葉月は入社当初から潤さんの気持ちに気付いていて、いつになったら私が潤さんの気持ちに気付くのだろうとか、どうして潤さんは私に気持ちを打ち明けないのかとじれったく思いながら見守っていたと言った。

そして私がバレーの練習の休憩時間に“好きな人に好きな人がいる”と相談したとき、葉月は私が潤さんのことを好きだということも、潤さんの好きな人が別にいると勘違いしていることにも気付いたらしい。

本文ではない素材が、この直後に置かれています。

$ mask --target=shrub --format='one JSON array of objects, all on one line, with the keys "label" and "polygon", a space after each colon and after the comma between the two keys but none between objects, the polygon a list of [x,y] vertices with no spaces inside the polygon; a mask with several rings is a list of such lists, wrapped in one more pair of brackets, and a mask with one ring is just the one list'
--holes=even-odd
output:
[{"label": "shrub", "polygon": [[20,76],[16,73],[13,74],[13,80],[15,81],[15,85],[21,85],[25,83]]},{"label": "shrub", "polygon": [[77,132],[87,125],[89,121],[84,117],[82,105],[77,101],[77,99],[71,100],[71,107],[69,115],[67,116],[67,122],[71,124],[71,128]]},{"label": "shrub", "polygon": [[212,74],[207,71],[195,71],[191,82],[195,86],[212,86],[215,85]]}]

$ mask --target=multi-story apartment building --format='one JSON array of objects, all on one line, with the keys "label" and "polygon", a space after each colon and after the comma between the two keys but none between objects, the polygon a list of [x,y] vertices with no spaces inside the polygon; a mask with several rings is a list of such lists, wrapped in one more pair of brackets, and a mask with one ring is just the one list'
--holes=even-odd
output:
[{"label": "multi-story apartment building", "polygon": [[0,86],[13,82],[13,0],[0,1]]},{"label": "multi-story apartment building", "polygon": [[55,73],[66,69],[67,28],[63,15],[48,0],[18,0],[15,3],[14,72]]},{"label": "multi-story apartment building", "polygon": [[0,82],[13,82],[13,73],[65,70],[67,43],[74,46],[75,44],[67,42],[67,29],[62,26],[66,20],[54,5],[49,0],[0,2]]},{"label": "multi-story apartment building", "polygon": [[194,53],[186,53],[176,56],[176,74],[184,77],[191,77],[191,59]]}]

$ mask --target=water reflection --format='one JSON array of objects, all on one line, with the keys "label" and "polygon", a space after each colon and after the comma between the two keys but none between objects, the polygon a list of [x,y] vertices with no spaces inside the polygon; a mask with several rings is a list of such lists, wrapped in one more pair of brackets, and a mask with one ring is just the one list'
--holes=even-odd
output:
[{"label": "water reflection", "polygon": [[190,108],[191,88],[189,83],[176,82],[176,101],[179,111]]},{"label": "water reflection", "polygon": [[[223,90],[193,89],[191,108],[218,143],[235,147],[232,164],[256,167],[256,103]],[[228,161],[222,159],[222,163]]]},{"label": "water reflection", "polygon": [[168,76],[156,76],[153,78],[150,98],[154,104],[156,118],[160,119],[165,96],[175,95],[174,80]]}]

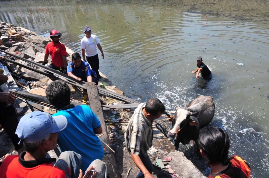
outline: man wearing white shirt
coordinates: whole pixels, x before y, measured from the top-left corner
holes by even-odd
[[[102,58],[104,59],[104,56],[103,53],[102,47],[100,44],[100,41],[95,35],[92,35],[92,29],[88,26],[86,26],[84,28],[84,36],[80,42],[81,53],[82,53],[82,57],[83,61],[87,61],[92,69],[95,72],[97,77],[100,78],[100,75],[98,72],[99,69],[99,59],[98,58],[98,54],[96,50],[96,46],[101,52]]]

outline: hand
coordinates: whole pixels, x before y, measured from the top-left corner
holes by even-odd
[[[154,178],[151,174],[149,172],[144,174],[144,176],[145,177],[145,178]]]
[[[1,62],[4,66],[6,66],[6,58],[0,56],[0,62]]]
[[[82,173],[82,170],[80,169],[79,170],[79,175],[78,178],[95,178],[95,176],[96,176],[96,174],[97,174],[97,172],[96,171],[95,171],[94,172],[92,172],[92,170],[94,170],[95,169],[95,167],[92,166],[91,166],[89,168],[88,168],[87,170],[87,172],[86,173],[84,176],[82,177],[82,175],[83,174],[83,173]],[[92,177],[91,177],[92,176]]]
[[[8,105],[14,103],[15,100],[15,95],[9,92],[0,92],[0,102],[5,102]]]

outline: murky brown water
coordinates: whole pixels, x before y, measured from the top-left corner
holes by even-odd
[[[211,125],[226,129],[231,154],[250,163],[252,177],[269,177],[269,2],[167,1],[0,2],[0,20],[44,36],[56,29],[79,52],[90,26],[105,53],[100,71],[140,101],[157,97],[173,110],[199,95],[213,96]],[[198,56],[213,74],[204,89],[191,72]]]

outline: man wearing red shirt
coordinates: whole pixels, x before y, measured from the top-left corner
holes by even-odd
[[[48,67],[66,74],[67,53],[64,45],[59,42],[61,36],[62,34],[56,30],[50,31],[49,37],[52,41],[47,45],[43,64],[45,65],[47,63],[49,55],[50,54],[52,63]]]

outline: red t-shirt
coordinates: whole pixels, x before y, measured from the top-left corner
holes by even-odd
[[[0,166],[0,178],[66,178],[64,171],[51,163],[43,163],[32,168],[23,167],[18,155],[8,156]]]
[[[46,54],[49,54],[51,56],[51,62],[56,67],[64,67],[63,58],[62,56],[67,54],[65,46],[60,42],[54,44],[52,41],[47,45],[46,47]]]

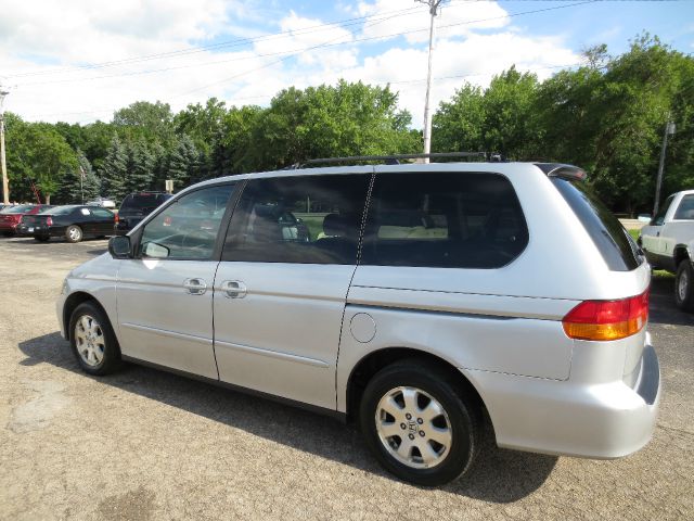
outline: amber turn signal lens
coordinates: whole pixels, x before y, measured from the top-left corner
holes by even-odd
[[[648,320],[648,291],[619,301],[586,301],[562,320],[576,340],[619,340],[638,333]]]

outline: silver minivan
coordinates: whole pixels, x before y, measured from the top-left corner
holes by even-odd
[[[190,187],[57,302],[80,366],[121,360],[359,425],[394,474],[500,447],[617,458],[652,436],[651,270],[583,170],[432,163]]]

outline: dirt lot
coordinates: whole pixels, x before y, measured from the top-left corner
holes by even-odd
[[[0,239],[0,519],[694,519],[694,316],[653,288],[665,394],[616,461],[500,450],[439,490],[384,473],[334,420],[130,366],[77,368],[55,295],[105,241]]]

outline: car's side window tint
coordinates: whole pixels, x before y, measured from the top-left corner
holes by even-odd
[[[527,243],[520,204],[501,175],[377,174],[361,264],[499,268]]]
[[[370,174],[254,179],[222,260],[356,264]]]
[[[146,224],[140,239],[142,257],[209,259],[235,183],[188,193]]]
[[[102,217],[105,219],[113,217],[113,214],[111,212],[103,208],[92,208],[91,213],[94,214],[97,217]]]
[[[682,198],[673,218],[677,220],[694,220],[694,194]]]

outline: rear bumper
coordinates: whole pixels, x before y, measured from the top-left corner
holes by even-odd
[[[621,380],[571,383],[463,369],[480,393],[500,447],[619,458],[648,443],[660,401],[660,367],[643,351],[633,387]]]

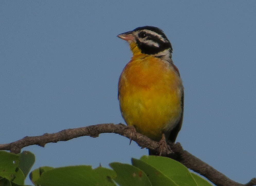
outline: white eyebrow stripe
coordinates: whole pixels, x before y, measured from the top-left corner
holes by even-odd
[[[165,39],[163,38],[162,36],[161,35],[157,33],[156,32],[154,32],[153,31],[152,31],[151,30],[147,30],[146,29],[145,29],[144,30],[142,30],[141,31],[140,31],[140,32],[141,32],[142,31],[143,32],[145,32],[146,33],[150,34],[152,34],[153,35],[155,36],[157,36],[160,40],[163,42],[166,42],[167,41]]]

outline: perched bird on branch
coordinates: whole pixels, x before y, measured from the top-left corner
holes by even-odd
[[[184,93],[172,48],[163,31],[145,26],[117,36],[133,56],[120,76],[118,99],[129,126],[153,140],[174,142],[181,128]],[[149,155],[157,154],[149,150]]]

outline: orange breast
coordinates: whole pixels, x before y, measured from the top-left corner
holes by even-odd
[[[178,73],[169,63],[143,54],[134,56],[119,80],[123,117],[137,132],[159,140],[181,117],[182,88]]]

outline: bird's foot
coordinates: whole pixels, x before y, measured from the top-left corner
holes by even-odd
[[[158,142],[158,144],[159,146],[158,148],[160,149],[159,155],[160,156],[161,156],[162,154],[164,156],[166,155],[167,153],[167,152],[168,151],[172,152],[170,147],[167,144],[164,134],[162,134],[162,138]]]

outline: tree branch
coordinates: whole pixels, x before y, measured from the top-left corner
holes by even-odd
[[[20,153],[23,147],[32,145],[44,147],[46,143],[67,141],[80,136],[98,137],[103,133],[118,134],[135,141],[142,148],[154,150],[160,152],[158,143],[137,132],[134,129],[121,123],[99,124],[75,129],[63,130],[52,134],[45,134],[41,136],[26,136],[9,143],[0,144],[0,150],[9,150],[13,153]],[[254,178],[247,183],[243,184],[236,182],[205,163],[183,150],[180,144],[169,143],[170,149],[162,152],[165,156],[174,159],[189,169],[205,177],[218,186],[252,186],[256,185],[256,178]]]

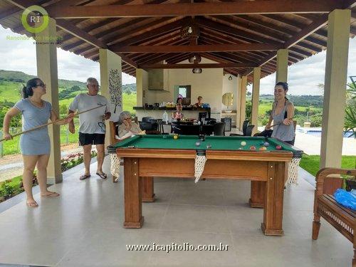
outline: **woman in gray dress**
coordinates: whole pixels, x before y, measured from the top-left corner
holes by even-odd
[[[293,117],[294,117],[294,106],[286,98],[288,90],[287,83],[279,82],[274,88],[275,101],[272,105],[272,111],[266,130],[269,130],[271,123],[273,121],[273,132],[272,137],[294,145],[295,134]]]
[[[15,104],[5,115],[4,118],[4,138],[12,138],[9,133],[10,122],[14,116],[22,114],[22,130],[26,131],[37,126],[48,123],[48,119],[55,121],[58,119],[49,102],[43,100],[46,94],[46,85],[39,78],[33,78],[27,82],[22,90],[23,99]],[[73,115],[55,122],[56,125],[68,123],[73,120]],[[37,180],[41,189],[41,196],[44,197],[58,197],[59,194],[47,190],[47,164],[51,153],[51,143],[48,127],[43,127],[26,132],[21,136],[20,147],[23,159],[23,187],[27,195],[26,204],[28,206],[38,206],[32,194],[32,177],[35,167],[37,166]]]

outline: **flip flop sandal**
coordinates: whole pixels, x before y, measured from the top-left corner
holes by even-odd
[[[84,175],[82,175],[80,176],[80,177],[79,178],[79,179],[80,180],[84,180],[87,178],[89,178],[90,177],[90,174],[84,174]]]
[[[41,197],[59,197],[60,194],[57,192],[51,192],[49,194],[43,194],[43,195],[41,195]]]
[[[38,206],[38,204],[37,204],[36,201],[33,201],[33,202],[26,202],[26,204],[27,205],[27,206],[30,207],[30,208],[36,208]]]
[[[106,175],[106,174],[105,174],[105,173],[100,174],[99,172],[97,172],[96,175],[98,175],[101,179],[108,178],[108,175]]]

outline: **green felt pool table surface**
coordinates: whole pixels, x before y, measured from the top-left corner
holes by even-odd
[[[196,145],[200,142],[200,145]],[[241,142],[246,145],[242,145]],[[264,147],[263,143],[268,142],[269,145],[266,146],[266,150],[259,150]],[[244,145],[244,144],[243,144]],[[211,146],[207,148],[206,146]],[[281,146],[281,150],[277,150],[276,146]],[[205,141],[201,141],[195,135],[179,135],[178,139],[174,139],[173,135],[135,135],[127,138],[122,142],[108,147],[110,152],[115,152],[117,148],[144,148],[144,149],[167,149],[167,150],[244,150],[253,151],[251,146],[256,147],[256,151],[273,152],[288,151],[293,152],[295,156],[303,153],[295,147],[276,138],[265,138],[261,137],[225,137],[206,136]]]

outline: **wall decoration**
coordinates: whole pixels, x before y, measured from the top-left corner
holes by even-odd
[[[109,93],[111,103],[115,105],[114,113],[116,108],[122,105],[122,85],[121,73],[117,69],[111,69],[109,73]]]

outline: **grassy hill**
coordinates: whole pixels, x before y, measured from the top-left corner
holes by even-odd
[[[21,98],[22,85],[36,76],[21,71],[0,70],[0,102],[16,103]],[[78,93],[86,92],[85,83],[78,80],[58,80],[60,93],[59,104],[67,107]],[[136,105],[136,84],[122,85],[123,107],[133,112],[132,107]]]

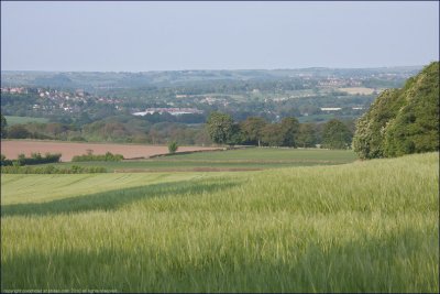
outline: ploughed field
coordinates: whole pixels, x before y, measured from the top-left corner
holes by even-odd
[[[2,174],[1,290],[437,292],[438,162]]]
[[[175,154],[122,162],[72,162],[57,166],[99,166],[108,172],[242,172],[275,167],[334,165],[355,161],[352,151],[316,149],[249,148],[215,152]]]
[[[215,150],[205,146],[180,146],[177,152]],[[42,154],[62,153],[62,161],[70,161],[75,155],[82,155],[91,150],[94,154],[122,154],[125,159],[148,157],[157,154],[168,153],[167,146],[136,145],[136,144],[111,144],[111,143],[72,143],[59,141],[35,141],[35,140],[6,140],[1,141],[1,154],[7,159],[14,160],[20,153],[30,156],[31,153]]]

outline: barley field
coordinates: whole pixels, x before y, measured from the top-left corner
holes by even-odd
[[[439,291],[438,153],[1,184],[2,292]]]

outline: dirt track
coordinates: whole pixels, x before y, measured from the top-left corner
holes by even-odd
[[[179,146],[177,152],[217,150],[218,148],[202,146]],[[134,145],[134,144],[113,144],[113,143],[70,143],[70,142],[51,142],[51,141],[30,141],[11,140],[1,141],[1,154],[7,159],[14,160],[20,153],[31,155],[40,152],[42,154],[62,153],[62,161],[72,161],[75,155],[86,154],[87,150],[92,150],[94,154],[106,154],[106,152],[122,154],[125,159],[148,157],[156,154],[168,153],[167,146],[156,145]]]

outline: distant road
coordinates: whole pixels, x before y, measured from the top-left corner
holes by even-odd
[[[218,150],[219,148],[204,146],[179,146],[178,152]],[[148,157],[157,154],[168,153],[167,146],[160,145],[140,145],[140,144],[116,144],[116,143],[72,143],[62,141],[33,141],[33,140],[7,140],[1,141],[1,154],[7,159],[14,160],[20,153],[31,155],[31,153],[62,153],[62,161],[72,161],[75,155],[86,154],[92,150],[94,154],[122,154],[124,159]]]

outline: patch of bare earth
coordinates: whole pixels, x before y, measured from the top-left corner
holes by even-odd
[[[205,146],[179,146],[179,152],[191,151],[209,151],[218,150],[219,148],[205,148]],[[52,141],[30,141],[30,140],[8,140],[1,141],[1,154],[7,159],[14,160],[21,153],[30,156],[31,153],[45,154],[62,153],[62,161],[72,161],[75,155],[86,154],[88,151],[94,154],[106,154],[111,152],[113,154],[122,154],[124,159],[134,157],[150,157],[157,154],[168,153],[167,146],[157,145],[136,145],[136,144],[113,144],[113,143],[72,143],[72,142],[52,142]]]
[[[263,171],[253,167],[190,167],[190,168],[122,168],[114,173],[176,173],[176,172],[252,172]]]

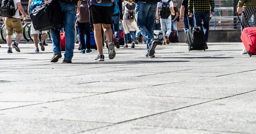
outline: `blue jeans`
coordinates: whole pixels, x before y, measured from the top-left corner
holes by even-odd
[[[66,51],[64,54],[64,58],[67,60],[71,60],[74,55],[73,51],[75,46],[74,18],[75,18],[76,5],[66,4],[59,1],[58,1],[58,2],[61,5],[61,10],[64,16],[64,23],[66,38],[65,46]],[[51,29],[51,34],[53,43],[52,51],[54,54],[61,54],[61,43],[58,42],[59,40],[58,38],[59,35],[57,35],[54,29]]]
[[[112,31],[115,32],[115,36],[116,39],[119,38],[119,21],[120,20],[119,16],[112,16],[112,24],[111,24]]]
[[[131,41],[134,41],[135,40],[135,34],[134,34],[134,31],[130,31],[130,35],[131,36]],[[124,43],[125,44],[128,43],[128,34],[126,34],[124,32]]]
[[[147,42],[148,52],[154,41],[154,23],[157,3],[136,3],[137,26]]]
[[[178,30],[177,30],[177,21],[175,20],[174,22],[172,22],[172,23],[173,24],[172,25],[172,27],[171,29],[177,31],[177,41],[180,42],[179,40],[179,34],[178,33]]]
[[[76,25],[79,40],[81,45],[81,50],[91,49],[91,27],[90,22],[80,23],[76,20]]]
[[[193,20],[193,18],[192,17],[189,17],[189,20],[188,21],[188,18],[186,17],[184,17],[184,32],[185,32],[185,36],[186,36],[186,31],[189,29],[189,22],[191,27],[194,26],[194,20]]]
[[[205,35],[206,42],[208,40],[209,36],[209,21],[210,21],[210,11],[205,12],[194,11],[194,16],[195,19],[195,25],[197,27],[202,27]],[[203,20],[203,24],[201,23]]]
[[[138,39],[139,39],[139,37],[140,35],[140,32],[139,31],[136,33],[135,37],[138,38]]]
[[[165,40],[165,29],[167,29],[167,31],[166,33],[166,36],[169,37],[171,32],[171,19],[162,19],[160,18],[160,22],[161,23],[161,27],[162,28],[162,31],[163,32],[163,36],[164,37],[164,42],[166,42]],[[165,25],[166,25],[166,27]]]

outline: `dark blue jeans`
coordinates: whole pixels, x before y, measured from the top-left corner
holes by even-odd
[[[119,38],[119,21],[120,20],[119,16],[112,16],[112,24],[111,24],[112,31],[115,32],[115,36],[116,39]]]
[[[193,20],[193,18],[189,17],[189,20],[188,21],[188,18],[186,17],[184,17],[184,32],[185,32],[185,36],[186,36],[186,31],[189,28],[189,22],[191,27],[194,26],[194,20]]]
[[[154,24],[157,3],[136,3],[137,26],[147,42],[148,53],[154,41]]]
[[[208,40],[209,36],[209,21],[210,21],[210,11],[205,12],[194,11],[194,16],[195,19],[195,25],[197,27],[202,27],[205,35],[206,42]],[[202,25],[202,21],[203,21]]]
[[[91,48],[90,26],[90,22],[80,23],[76,20],[79,40],[81,45],[81,50]]]

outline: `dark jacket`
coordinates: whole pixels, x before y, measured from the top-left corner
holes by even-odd
[[[256,0],[240,0],[238,6],[243,7],[256,7]]]

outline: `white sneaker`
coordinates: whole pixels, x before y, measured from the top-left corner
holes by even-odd
[[[245,49],[245,47],[244,47],[243,48],[243,51],[241,52],[241,54],[247,54],[247,51]]]

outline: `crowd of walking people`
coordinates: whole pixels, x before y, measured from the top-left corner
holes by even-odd
[[[15,3],[15,9],[17,9],[15,15],[11,17],[3,17],[7,30],[8,53],[12,53],[11,45],[17,51],[20,51],[18,45],[23,30],[19,12],[22,15],[24,20],[26,18],[20,0],[13,0]],[[31,4],[34,0],[29,1],[29,15],[31,13],[30,8],[32,8]],[[42,0],[42,2],[48,0]],[[145,56],[154,58],[155,48],[157,45],[157,42],[154,37],[154,29],[156,25],[160,24],[164,37],[163,45],[170,43],[169,37],[171,31],[172,29],[177,30],[177,23],[178,20],[184,21],[185,35],[186,31],[190,27],[194,25],[202,27],[207,42],[209,19],[213,15],[215,7],[214,0],[183,0],[180,11],[173,5],[171,0],[58,0],[58,2],[64,16],[65,51],[62,62],[65,63],[72,63],[74,49],[75,27],[78,31],[81,53],[92,51],[90,32],[93,30],[95,42],[99,52],[94,59],[95,61],[104,60],[103,42],[105,42],[105,40],[107,44],[106,47],[108,50],[109,58],[115,58],[116,49],[120,48],[120,34],[124,34],[124,47],[125,48],[128,47],[128,36],[130,36],[131,48],[135,47],[135,44],[138,44],[139,35],[141,34],[146,44]],[[90,21],[81,22],[76,17],[76,15],[82,14],[81,13],[80,13],[82,11],[80,8],[81,6],[84,6],[83,3],[85,2],[88,7],[90,15],[88,14],[88,17],[90,17]],[[249,18],[256,12],[256,3],[252,0],[240,0],[237,11],[240,13],[242,10],[244,11],[245,16]],[[242,15],[242,20],[245,20],[243,19],[244,16]],[[195,20],[195,23],[193,18]],[[74,21],[76,22],[74,23]],[[242,23],[246,25],[244,21]],[[33,26],[31,27],[33,28]],[[120,32],[120,29],[123,32]],[[13,30],[17,34],[15,41],[12,44],[11,36]],[[50,31],[54,52],[54,56],[51,62],[57,62],[62,57],[60,40],[58,38],[58,34],[59,33],[56,33],[54,29]],[[33,28],[31,31],[31,34],[34,34],[36,52],[39,51],[38,32]],[[103,36],[103,33],[105,36]],[[45,49],[44,41],[46,34],[46,31],[40,31],[39,44],[43,51]],[[177,40],[173,42],[179,42],[177,32]],[[207,45],[206,49],[208,49]],[[242,52],[242,53],[244,53]]]

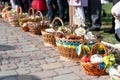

葉月に気付かれていることにも気付かず話していたのだと思うと、なんだか妙に恥ずかしい。

「気付いてたなら言ってよ……」

「私が間に入ってどうこうすんのもおかしな話やん?二人とも大人なんやから、自分らでどないかするやろと思って何も言わんかったんやけどな」

確かに葉月の言うことはもっともだ。

小学生じゃないんだから、いちいち誰が誰を好きだとか教えたりしないのは当たり前だと私も思う。